I highly question the ability of companies to gauge the level of experience of any dev.
The distinction between junior, mid, senior, lead is a facade. It is a soft gradient that spans multiple areas, but is tainted and skewed by the technology du jour.
Technically you don't have to be an employed developer to become a senior developer. It boils down to your personal willingness to learn and invest time building.
What companies seek these days are people having the experience with (dysfunctional) organizational structure and working around the shortcomings of the organizations communication and funding patterns, nothing more.
Does that really make you senior or just politically versed?
The pattern shows up the most whenever failing software pokes holes in perception.
> What companies seek these days are people having the experience with (dysfunctional) organizational structure and working around the shortcomings of the organizations communication and funding patterns, nothing more.
This is depressing and seems right.

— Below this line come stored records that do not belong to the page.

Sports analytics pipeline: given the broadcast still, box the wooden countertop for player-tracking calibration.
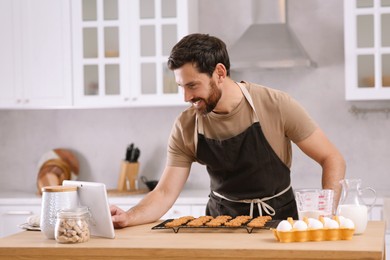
[0,221,385,260]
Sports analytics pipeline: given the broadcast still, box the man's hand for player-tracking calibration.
[110,205,129,228]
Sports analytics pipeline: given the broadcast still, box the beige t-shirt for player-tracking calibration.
[167,81,317,168]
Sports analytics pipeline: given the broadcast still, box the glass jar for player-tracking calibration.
[40,186,78,239]
[54,207,90,243]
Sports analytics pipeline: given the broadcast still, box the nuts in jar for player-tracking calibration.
[55,207,90,243]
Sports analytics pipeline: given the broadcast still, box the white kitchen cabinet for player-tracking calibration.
[0,0,72,108]
[0,204,41,237]
[72,0,197,107]
[344,0,390,100]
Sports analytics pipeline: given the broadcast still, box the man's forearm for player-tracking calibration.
[322,154,346,213]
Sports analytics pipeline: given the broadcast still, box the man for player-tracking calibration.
[111,34,345,228]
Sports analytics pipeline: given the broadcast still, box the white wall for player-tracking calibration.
[0,0,390,195]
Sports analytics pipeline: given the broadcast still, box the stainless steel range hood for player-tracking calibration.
[229,0,315,71]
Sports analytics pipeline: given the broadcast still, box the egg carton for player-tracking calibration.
[272,228,355,243]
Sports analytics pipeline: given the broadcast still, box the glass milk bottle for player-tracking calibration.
[40,186,78,239]
[337,179,376,235]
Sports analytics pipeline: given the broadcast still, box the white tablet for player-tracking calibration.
[62,180,115,238]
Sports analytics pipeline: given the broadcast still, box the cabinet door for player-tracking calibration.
[344,0,390,100]
[0,0,20,107]
[72,0,197,107]
[19,0,72,107]
[0,205,41,237]
[72,0,134,107]
[0,0,72,107]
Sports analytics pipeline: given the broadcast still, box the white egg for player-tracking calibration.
[324,219,339,228]
[293,220,307,230]
[308,218,324,229]
[276,220,292,231]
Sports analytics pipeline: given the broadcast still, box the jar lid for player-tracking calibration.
[42,185,77,192]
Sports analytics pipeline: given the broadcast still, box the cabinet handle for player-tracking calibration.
[4,210,34,215]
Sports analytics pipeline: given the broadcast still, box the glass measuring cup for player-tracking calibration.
[295,189,334,220]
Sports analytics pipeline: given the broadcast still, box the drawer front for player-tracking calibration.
[0,206,41,237]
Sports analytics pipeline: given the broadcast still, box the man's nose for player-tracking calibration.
[184,88,194,102]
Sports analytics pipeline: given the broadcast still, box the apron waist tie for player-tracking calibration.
[213,183,291,218]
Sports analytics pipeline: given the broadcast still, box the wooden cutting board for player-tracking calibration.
[37,148,79,194]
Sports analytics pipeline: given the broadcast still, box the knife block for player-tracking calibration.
[118,161,139,191]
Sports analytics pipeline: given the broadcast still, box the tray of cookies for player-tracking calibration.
[152,215,280,233]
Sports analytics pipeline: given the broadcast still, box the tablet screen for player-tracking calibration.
[62,180,115,238]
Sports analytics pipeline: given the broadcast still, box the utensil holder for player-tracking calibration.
[118,161,139,191]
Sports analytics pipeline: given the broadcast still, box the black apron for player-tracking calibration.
[195,84,298,219]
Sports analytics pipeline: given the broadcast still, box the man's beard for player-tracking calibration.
[193,80,222,116]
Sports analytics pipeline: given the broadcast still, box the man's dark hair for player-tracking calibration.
[168,33,230,77]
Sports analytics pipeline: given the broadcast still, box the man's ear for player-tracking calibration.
[215,63,226,81]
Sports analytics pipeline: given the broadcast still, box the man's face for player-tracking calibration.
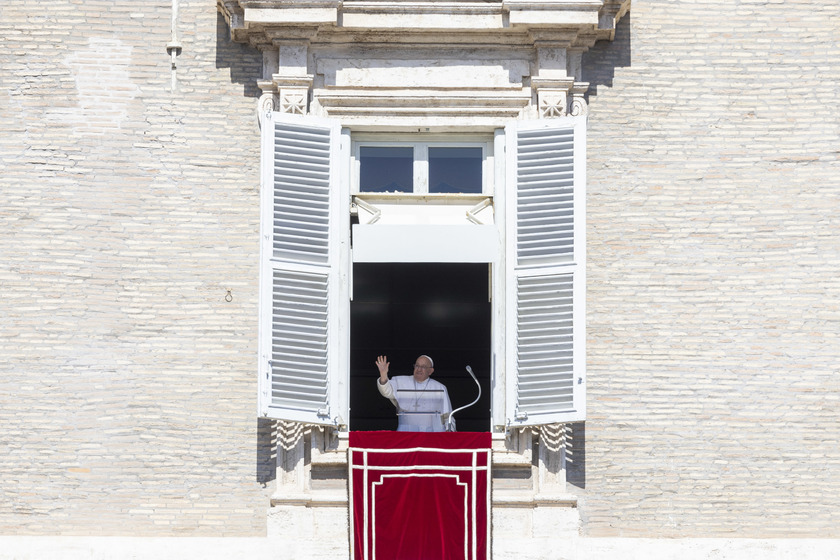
[414,356,435,383]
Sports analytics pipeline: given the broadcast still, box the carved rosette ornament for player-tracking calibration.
[279,87,309,115]
[569,82,589,117]
[537,88,568,119]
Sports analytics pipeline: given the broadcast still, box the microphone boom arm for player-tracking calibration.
[446,366,481,432]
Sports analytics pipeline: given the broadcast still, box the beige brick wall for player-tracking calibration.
[575,0,840,537]
[0,0,840,537]
[0,0,268,535]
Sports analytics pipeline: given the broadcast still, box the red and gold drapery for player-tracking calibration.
[350,432,491,560]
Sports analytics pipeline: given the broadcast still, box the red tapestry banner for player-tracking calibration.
[350,432,491,560]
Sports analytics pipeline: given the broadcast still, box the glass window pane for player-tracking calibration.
[429,147,481,194]
[359,146,414,192]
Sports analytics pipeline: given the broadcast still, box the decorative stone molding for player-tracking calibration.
[218,0,630,124]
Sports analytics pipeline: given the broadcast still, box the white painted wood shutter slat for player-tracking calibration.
[505,118,586,426]
[259,113,341,424]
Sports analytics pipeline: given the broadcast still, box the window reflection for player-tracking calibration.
[359,146,414,192]
[429,147,482,194]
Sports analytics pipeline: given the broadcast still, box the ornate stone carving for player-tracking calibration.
[279,87,309,115]
[537,88,568,119]
[569,82,589,117]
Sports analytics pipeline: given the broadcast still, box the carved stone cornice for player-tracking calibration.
[223,0,630,124]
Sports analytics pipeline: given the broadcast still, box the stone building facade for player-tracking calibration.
[0,0,840,558]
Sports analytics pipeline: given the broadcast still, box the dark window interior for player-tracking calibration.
[359,146,414,193]
[429,147,482,194]
[350,263,491,432]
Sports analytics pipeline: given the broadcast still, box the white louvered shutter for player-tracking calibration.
[259,113,341,424]
[505,117,586,426]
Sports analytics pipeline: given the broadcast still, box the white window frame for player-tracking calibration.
[351,133,494,197]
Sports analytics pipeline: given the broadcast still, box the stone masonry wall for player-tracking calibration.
[574,0,840,538]
[0,0,268,536]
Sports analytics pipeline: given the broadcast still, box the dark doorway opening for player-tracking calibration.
[350,263,491,432]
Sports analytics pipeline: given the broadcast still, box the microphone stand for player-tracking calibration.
[446,366,481,432]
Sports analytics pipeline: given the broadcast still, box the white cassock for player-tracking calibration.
[376,375,454,432]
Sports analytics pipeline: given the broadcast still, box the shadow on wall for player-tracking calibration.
[256,418,277,486]
[582,12,632,102]
[216,14,262,97]
[566,422,586,488]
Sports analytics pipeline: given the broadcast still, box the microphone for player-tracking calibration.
[446,366,481,432]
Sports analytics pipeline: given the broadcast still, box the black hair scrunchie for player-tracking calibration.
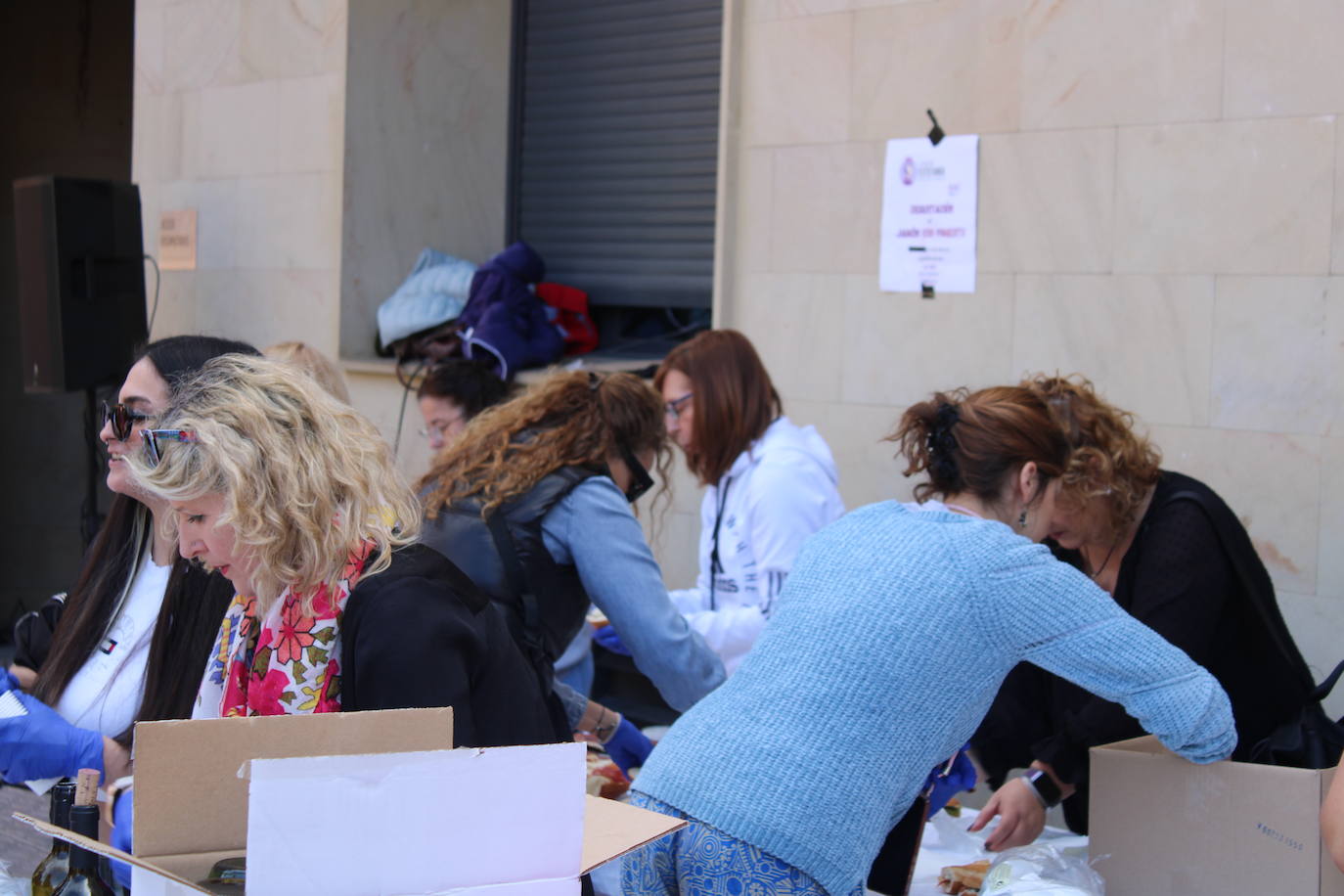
[928,402,961,485]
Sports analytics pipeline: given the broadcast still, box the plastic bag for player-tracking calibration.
[980,843,1106,896]
[0,859,32,896]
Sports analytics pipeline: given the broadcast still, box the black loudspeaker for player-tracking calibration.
[14,176,148,392]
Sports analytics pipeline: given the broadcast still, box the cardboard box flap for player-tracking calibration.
[14,811,213,893]
[583,796,687,874]
[134,708,453,856]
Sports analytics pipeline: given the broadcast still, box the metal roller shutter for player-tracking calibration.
[510,0,723,307]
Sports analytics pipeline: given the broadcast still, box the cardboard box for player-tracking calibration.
[1089,738,1344,896]
[19,709,684,896]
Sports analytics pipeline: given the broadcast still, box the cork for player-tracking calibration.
[75,769,102,806]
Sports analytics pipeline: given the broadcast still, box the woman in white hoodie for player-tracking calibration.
[598,329,844,674]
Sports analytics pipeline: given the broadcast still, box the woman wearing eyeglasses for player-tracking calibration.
[130,356,551,747]
[0,336,256,784]
[637,329,844,673]
[421,372,723,764]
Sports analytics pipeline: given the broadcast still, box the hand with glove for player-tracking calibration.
[0,693,104,784]
[593,625,630,657]
[603,717,653,774]
[923,744,976,817]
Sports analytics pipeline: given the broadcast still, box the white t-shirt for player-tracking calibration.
[57,548,172,738]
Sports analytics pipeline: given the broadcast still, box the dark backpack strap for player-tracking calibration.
[485,512,546,655]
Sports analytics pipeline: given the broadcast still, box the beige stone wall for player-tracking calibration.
[719,0,1344,709]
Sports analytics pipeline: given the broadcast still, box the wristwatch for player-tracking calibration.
[1023,769,1064,809]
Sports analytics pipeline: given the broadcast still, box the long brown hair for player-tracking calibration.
[420,372,668,518]
[33,336,256,747]
[653,329,784,485]
[887,385,1068,507]
[1023,374,1163,532]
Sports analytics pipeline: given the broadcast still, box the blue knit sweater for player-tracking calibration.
[636,503,1236,896]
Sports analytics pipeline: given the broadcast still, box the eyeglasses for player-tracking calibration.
[140,429,197,470]
[417,414,467,439]
[617,445,653,504]
[662,392,694,421]
[102,402,152,442]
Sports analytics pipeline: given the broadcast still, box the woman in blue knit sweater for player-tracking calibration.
[624,387,1236,896]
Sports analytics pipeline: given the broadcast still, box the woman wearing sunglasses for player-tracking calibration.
[132,356,550,747]
[421,372,723,764]
[0,336,256,784]
[640,329,844,673]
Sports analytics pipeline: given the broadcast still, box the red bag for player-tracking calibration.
[536,284,597,355]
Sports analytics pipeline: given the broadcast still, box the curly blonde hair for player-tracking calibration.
[1021,374,1163,532]
[420,372,669,518]
[126,355,420,611]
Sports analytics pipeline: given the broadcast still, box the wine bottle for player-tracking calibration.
[32,780,75,896]
[54,769,115,896]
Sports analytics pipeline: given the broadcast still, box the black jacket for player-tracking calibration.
[341,544,555,747]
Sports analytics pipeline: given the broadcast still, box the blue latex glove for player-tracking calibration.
[603,719,653,774]
[593,626,630,657]
[109,787,136,889]
[923,744,976,817]
[0,692,102,784]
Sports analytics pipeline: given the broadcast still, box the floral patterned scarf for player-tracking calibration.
[192,541,374,719]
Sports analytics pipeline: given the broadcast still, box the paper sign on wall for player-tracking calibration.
[158,208,197,270]
[879,134,980,292]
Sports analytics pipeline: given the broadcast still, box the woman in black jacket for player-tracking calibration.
[133,356,551,747]
[971,375,1312,848]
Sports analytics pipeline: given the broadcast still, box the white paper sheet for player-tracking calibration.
[879,134,980,292]
[247,742,586,896]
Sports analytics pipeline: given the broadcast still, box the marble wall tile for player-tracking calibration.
[720,148,776,274]
[1115,118,1334,274]
[1021,0,1223,129]
[733,274,847,402]
[789,402,916,511]
[1330,115,1344,274]
[195,269,337,357]
[841,274,1013,408]
[1276,590,1344,719]
[130,90,183,183]
[1211,277,1344,435]
[1152,426,1329,594]
[1223,0,1344,118]
[183,75,345,179]
[1012,274,1214,426]
[774,143,885,274]
[235,172,341,270]
[976,127,1115,273]
[238,0,349,80]
[740,15,853,147]
[849,0,1027,140]
[162,0,242,90]
[1316,435,1344,606]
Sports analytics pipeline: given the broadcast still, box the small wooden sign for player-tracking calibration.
[158,208,197,270]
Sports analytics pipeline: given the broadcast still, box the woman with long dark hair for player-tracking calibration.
[640,329,844,673]
[0,336,256,782]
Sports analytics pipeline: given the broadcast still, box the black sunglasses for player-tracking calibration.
[617,445,653,504]
[102,402,154,442]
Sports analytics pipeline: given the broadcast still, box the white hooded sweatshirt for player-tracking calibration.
[669,417,844,674]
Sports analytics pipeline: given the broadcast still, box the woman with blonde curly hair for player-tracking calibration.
[421,372,723,766]
[973,375,1312,832]
[132,355,550,745]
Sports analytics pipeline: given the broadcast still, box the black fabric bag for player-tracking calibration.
[1168,490,1344,769]
[1251,662,1344,769]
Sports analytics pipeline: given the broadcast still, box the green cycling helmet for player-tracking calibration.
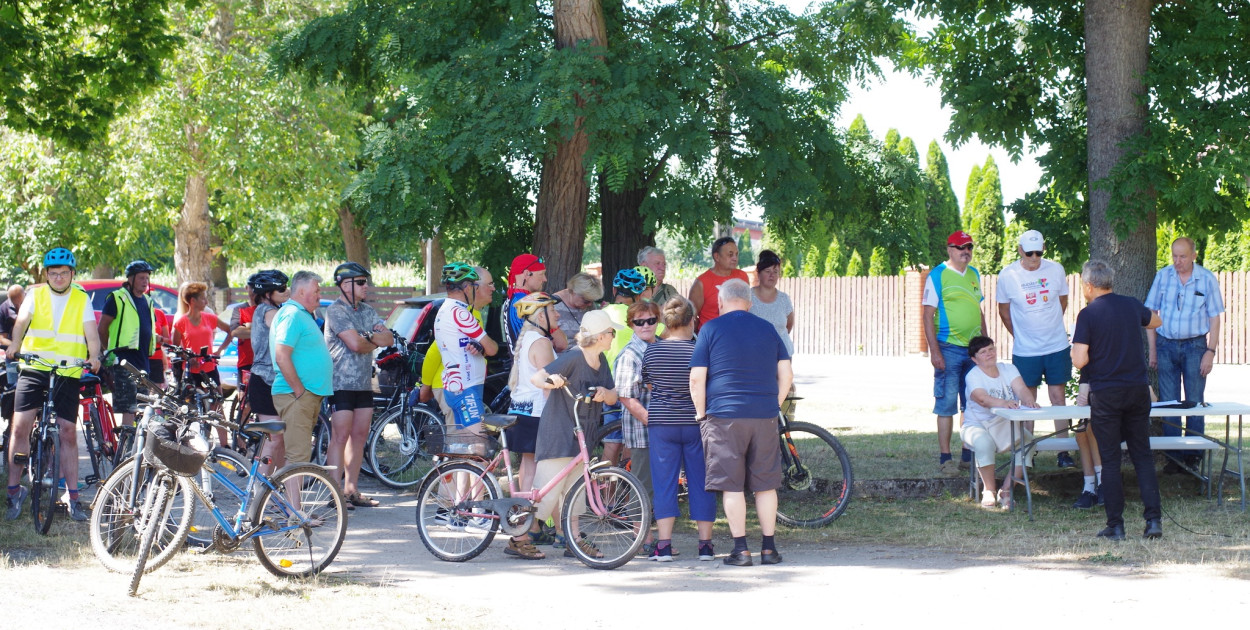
[443,263,479,286]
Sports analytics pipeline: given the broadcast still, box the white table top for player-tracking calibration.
[990,403,1250,423]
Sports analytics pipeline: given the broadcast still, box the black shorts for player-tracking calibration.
[504,414,539,453]
[330,390,374,411]
[14,370,79,423]
[248,374,278,415]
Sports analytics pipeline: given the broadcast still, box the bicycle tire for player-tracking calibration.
[416,461,500,563]
[88,459,195,573]
[30,420,60,535]
[186,446,251,548]
[251,464,348,578]
[778,423,855,528]
[130,473,170,598]
[560,466,651,569]
[368,406,443,490]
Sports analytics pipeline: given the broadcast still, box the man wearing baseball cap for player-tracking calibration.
[921,230,985,475]
[996,230,1103,510]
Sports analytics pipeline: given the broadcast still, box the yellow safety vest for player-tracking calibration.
[21,285,90,379]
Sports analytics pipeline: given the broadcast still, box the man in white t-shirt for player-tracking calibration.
[998,230,1103,509]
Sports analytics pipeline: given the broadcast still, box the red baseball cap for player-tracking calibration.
[946,230,973,246]
[508,254,546,286]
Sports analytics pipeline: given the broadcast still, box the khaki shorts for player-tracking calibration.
[274,390,321,464]
[699,415,783,493]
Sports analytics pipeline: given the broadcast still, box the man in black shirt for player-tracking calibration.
[1073,260,1164,540]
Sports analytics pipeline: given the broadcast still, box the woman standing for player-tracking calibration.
[643,298,716,563]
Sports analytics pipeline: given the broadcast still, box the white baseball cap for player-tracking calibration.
[1020,230,1046,251]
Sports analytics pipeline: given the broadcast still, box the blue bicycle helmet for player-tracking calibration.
[44,248,78,269]
[613,269,646,298]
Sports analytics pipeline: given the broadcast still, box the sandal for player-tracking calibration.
[504,536,546,560]
[346,493,381,508]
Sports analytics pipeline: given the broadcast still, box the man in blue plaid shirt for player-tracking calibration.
[1145,236,1224,474]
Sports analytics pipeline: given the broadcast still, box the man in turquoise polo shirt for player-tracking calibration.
[921,230,985,475]
[269,271,334,469]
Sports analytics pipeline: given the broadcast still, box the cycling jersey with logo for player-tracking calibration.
[434,298,486,391]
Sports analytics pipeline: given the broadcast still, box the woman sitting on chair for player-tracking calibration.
[959,336,1038,510]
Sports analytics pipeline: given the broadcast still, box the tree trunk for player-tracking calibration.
[534,0,608,288]
[425,233,448,295]
[338,203,369,269]
[1085,0,1155,299]
[597,174,655,289]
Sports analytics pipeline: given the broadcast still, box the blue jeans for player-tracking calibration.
[1155,335,1206,458]
[934,341,976,416]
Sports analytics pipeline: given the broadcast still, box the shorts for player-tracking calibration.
[1011,350,1073,388]
[108,365,139,414]
[248,374,278,415]
[699,415,781,493]
[934,341,976,416]
[504,414,539,453]
[330,390,374,411]
[14,370,79,423]
[443,385,486,429]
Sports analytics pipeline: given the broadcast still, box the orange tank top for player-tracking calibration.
[699,269,750,328]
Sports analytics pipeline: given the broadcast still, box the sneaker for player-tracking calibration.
[65,501,90,523]
[1073,490,1098,510]
[4,486,30,520]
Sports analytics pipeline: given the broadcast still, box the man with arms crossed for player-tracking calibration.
[690,278,794,566]
[1073,260,1164,540]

And yet this is something I desperately want to be ignorant of. I don’t want to peel apart my brain for anyone. Working within these kinds of problems is pure pain.
> Technically you don't have to be an employed developer to become a senior developer.
That's incredibly unlikely. Do you need to be an employed surgeon to become a senior (or whatever they call it) surgeon??
I very much doubt you can be senior without having actually spent years doing it professionally. The experience is everything, no book will give you the sort of understanding you need. That's unfortunately human nature, we are not capable to learn and internalize things simply from reading or watching others do it, we absolutely need to do it ourselves to truly learn. Didactic books always have exercises for this reason.
You can learn facts and techniques from books, obviously. But just because you've read a book about Michelin restaurants that you can now be a Michelin Chef.
There are two kinds of developers.
There's the kind that, when given a problem, will jump in, learn what they need to learn to solve the parts they don't fully understand yet, deliver meaningful iterative results, talk to people as needed, keep you posted on their progress, loop in other team members and offer/request help to/from them, take initiative on the obvious missing parts that would benefit the project as a whole, etc.
And then there's the rest.
Within the first few years of someone's career, you can quickly tell which kind they are. It's almost impossible to turn someone from the latter group into the former.
Yes, everything else is a façade. You can be a "senior" developer with 30 years of experience and still be in the latter group. And you can be fresh out of college and be in the former.
Now some people are extremely good at other skills (politics, interpersonal communication, bullshit, whatever you want to call it) and will be able to seem to be in the first group to the people who matter (managers, execs, etc) while actually being in the second group. But then we're not talking about actual software-making skills anymore.
You can also totally be in the first group and be underpaid, never promoted, etc. There's little correlation with actually career success.